Lo que ocurrió en La Guaira
Según los testimonios recogidos por The Guardian, las sacudidas comenzaron poco después de que los deportados fueran ingresados en el edificio. La estructura no resistió y se vino abajo, atrapando a la mayoría de los ocupantes. Los equipos de rescate venezolanos trabajan desde entonces entre los escombros, pero las labores avanzan con extrema lentitud. De las 146 personas que llegaron en ese vuelo, mas de un centenar siguen sin aparecer.
La cifra de desaparecidos podría aumentar si se confirman los daños en las viviendas colindantes. El seísmo, de magnitud superior a 6 grados en la escala de Richter, ha dejado también importantes destrozos en la capital. Mientras las réplicas continúan, la comunidad internacional comienza a movilizarse.
España moviliza ayuda humanitaria
El Gobierno español, a través de la Agencia Española de Cooperación Internacional para el Desarrollo (AECID), ha activado el protocolo de emergencia. Un contingente formado por especialistas en rescate urbano y sanitarios viaja hacia Venezuela. La colaboración se coordina con la embajada en Caracas y con organizaciones locales.
Este despliegue, explicaron fuentes del Ministerio de Asuntos Exteriores, se enmarca en la tradicional política de España de asistencia ante catástrofes en Iberoamérica. Nuestro país mantiene una presencia humanitaria constante en la región, cimentada en lazos históricos y culturales. La rapidez de la respuesta, añadieron, busca salvar vidas en las horas críticas que siguen a un terremoto.
La ayuda española incluye material de primera necesidad, equipos de detección de víctimas y apoyo psicosocial para los familiares. Varias ONG españolas, como Cruz Roja, también han ofrecido su colaboración.
Por qué esta tragedia resuena en España
La implicación española no es casual. Desde el terremoto de Haití de 2010 hasta el huracán Eta en Centroamérica, España ha respondido siempre con celeridad. Pero hay un factor adicional: la situación de los deportados. Estas personas, muchas de ellas con familia en territorio español o con expedientes de protección internacional en curso, encarnan una crisis migratoria que nos afecta directamente. Su desamparo, multiplicado por la catástrofe, apela a la conciencia colectiva del país.

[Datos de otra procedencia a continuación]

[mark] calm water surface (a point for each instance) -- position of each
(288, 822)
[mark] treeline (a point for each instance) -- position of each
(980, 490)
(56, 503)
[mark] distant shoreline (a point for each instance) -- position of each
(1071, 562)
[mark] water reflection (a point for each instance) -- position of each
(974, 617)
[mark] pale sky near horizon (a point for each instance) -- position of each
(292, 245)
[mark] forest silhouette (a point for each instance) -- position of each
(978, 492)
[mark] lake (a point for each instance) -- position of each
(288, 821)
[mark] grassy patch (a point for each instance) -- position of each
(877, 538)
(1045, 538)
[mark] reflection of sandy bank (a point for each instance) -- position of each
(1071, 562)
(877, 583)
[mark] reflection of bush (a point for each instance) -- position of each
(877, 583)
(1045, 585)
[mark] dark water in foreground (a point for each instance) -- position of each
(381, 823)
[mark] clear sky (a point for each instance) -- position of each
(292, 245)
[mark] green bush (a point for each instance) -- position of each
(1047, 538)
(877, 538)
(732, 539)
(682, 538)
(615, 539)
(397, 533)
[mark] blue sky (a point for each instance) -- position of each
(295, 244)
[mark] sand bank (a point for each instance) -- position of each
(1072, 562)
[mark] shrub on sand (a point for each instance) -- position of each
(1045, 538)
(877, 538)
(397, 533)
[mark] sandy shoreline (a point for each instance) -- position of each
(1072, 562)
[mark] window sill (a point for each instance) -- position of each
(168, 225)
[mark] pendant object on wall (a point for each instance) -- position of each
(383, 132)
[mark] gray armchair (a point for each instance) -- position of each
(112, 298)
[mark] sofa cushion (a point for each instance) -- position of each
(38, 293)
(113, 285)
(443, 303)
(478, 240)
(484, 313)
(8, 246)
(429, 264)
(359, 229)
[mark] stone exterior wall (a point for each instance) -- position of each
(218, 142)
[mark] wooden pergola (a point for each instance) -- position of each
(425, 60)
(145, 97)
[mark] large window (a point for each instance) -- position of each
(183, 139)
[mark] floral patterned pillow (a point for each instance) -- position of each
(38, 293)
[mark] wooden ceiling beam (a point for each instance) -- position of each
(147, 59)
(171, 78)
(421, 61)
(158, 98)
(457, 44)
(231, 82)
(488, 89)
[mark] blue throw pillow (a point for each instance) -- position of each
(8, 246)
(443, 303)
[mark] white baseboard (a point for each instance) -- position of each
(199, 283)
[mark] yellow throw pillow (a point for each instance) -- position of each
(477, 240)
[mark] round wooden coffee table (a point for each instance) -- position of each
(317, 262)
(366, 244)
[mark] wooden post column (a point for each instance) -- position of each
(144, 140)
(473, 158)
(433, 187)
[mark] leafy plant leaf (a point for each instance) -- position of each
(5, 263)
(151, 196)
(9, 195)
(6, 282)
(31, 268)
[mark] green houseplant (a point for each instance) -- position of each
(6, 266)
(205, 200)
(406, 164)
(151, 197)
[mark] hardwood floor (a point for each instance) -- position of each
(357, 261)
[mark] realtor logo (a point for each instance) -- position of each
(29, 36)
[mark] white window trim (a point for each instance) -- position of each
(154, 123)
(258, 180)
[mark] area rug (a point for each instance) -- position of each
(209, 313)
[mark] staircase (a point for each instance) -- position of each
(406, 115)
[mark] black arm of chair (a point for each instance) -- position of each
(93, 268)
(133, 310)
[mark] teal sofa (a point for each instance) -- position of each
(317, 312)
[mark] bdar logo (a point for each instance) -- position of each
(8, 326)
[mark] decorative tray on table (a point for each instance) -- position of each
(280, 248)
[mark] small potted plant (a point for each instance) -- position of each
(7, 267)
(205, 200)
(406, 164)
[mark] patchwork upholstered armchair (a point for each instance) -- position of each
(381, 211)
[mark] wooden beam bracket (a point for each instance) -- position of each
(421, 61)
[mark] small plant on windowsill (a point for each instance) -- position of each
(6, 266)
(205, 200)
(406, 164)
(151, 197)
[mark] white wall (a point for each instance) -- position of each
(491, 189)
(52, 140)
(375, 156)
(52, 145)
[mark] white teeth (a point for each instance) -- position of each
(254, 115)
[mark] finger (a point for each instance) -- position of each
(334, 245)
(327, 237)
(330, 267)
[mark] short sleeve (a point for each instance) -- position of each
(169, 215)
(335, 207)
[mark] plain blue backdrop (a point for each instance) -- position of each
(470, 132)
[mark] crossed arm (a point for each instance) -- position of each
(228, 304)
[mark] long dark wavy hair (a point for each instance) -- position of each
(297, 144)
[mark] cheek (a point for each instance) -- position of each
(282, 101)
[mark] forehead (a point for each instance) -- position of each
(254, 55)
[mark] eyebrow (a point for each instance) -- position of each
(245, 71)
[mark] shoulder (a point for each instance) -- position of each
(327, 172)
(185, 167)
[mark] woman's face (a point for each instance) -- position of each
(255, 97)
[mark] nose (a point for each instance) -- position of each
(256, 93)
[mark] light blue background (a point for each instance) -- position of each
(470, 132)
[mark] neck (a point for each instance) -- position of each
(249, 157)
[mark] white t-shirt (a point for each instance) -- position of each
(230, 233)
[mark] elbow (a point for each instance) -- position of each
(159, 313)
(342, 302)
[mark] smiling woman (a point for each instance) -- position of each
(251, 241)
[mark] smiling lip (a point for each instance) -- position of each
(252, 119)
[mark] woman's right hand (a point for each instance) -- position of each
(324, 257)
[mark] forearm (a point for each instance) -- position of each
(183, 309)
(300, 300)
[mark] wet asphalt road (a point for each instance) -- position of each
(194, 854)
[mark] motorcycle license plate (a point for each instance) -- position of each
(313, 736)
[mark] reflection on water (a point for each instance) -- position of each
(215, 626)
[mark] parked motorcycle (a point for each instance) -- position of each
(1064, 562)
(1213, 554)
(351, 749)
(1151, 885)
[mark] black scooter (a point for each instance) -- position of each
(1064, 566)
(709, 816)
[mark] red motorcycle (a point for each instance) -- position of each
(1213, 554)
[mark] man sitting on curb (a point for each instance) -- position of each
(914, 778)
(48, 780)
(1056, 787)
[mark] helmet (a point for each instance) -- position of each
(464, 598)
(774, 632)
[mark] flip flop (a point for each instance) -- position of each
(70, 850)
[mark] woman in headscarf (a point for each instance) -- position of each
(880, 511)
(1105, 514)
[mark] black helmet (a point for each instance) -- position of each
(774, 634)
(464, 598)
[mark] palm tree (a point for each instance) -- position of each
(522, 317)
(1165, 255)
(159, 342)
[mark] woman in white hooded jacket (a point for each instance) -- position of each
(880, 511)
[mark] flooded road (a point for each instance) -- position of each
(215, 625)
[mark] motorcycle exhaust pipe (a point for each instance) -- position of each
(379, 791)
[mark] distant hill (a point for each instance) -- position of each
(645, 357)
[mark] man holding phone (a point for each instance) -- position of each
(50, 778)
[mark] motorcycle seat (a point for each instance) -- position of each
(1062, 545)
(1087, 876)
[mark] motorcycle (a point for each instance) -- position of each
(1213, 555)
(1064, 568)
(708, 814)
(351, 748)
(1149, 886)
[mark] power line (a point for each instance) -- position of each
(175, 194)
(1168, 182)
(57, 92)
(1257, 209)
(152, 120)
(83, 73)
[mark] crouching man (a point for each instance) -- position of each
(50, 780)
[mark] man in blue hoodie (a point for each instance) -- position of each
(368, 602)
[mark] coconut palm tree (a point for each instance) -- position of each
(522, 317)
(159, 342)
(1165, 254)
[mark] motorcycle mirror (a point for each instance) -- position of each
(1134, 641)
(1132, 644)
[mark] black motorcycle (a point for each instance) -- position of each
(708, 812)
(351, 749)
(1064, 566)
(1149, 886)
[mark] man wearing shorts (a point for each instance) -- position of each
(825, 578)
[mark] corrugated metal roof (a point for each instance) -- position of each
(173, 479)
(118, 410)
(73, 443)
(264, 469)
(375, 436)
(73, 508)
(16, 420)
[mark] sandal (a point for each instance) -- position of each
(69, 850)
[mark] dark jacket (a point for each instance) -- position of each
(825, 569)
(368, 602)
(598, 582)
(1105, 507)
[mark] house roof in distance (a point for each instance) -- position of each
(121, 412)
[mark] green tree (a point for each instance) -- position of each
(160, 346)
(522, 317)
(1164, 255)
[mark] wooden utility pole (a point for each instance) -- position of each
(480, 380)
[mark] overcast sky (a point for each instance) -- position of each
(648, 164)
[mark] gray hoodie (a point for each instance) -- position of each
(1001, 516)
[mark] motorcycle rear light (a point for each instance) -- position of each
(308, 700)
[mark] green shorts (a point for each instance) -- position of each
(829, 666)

Además, la tragedia ilustra los riesgos de las políticas de deportación masiva cuando no se garantizan condiciones dignas de retorno. El hotel de La Guaira, improvisado como centro de acogida, no estaba preparado para resistir un seísmo. La combinación de una gestión migratoria controvertida y un desastre natural ha generado una tormenta perfecta que la comunidad internacional observa con preocupación.
Más de cien personas deportadas permanecen bajo los escombros mientras la ayuda internacional empieza a llegar.
📌 Ficha del Caso
- Ficha sobre el caso: Un vuelo de deportación desde Estados Unidos trajo a 146 venezolanos a La Guaira horas antes de un terremoto. Estaban alojados en un hotel que se derrumbó, dejando más de un centenar de desaparecidos.
- Datos importantes: 146 repatriados, entre ellos 19 mujeres y 7 niños; más de 100 desaparecidos; terremoto de magnitud superior a 6 en la escala de Richter; España ha enviado un equipo de rescate y suministros.
- Resumen: La rápida respuesta humanitaria de España refuerza su compromiso con Iberoamérica y subraya la vulnerabilidad de las personas deportadas ante catástrofes imprevistas.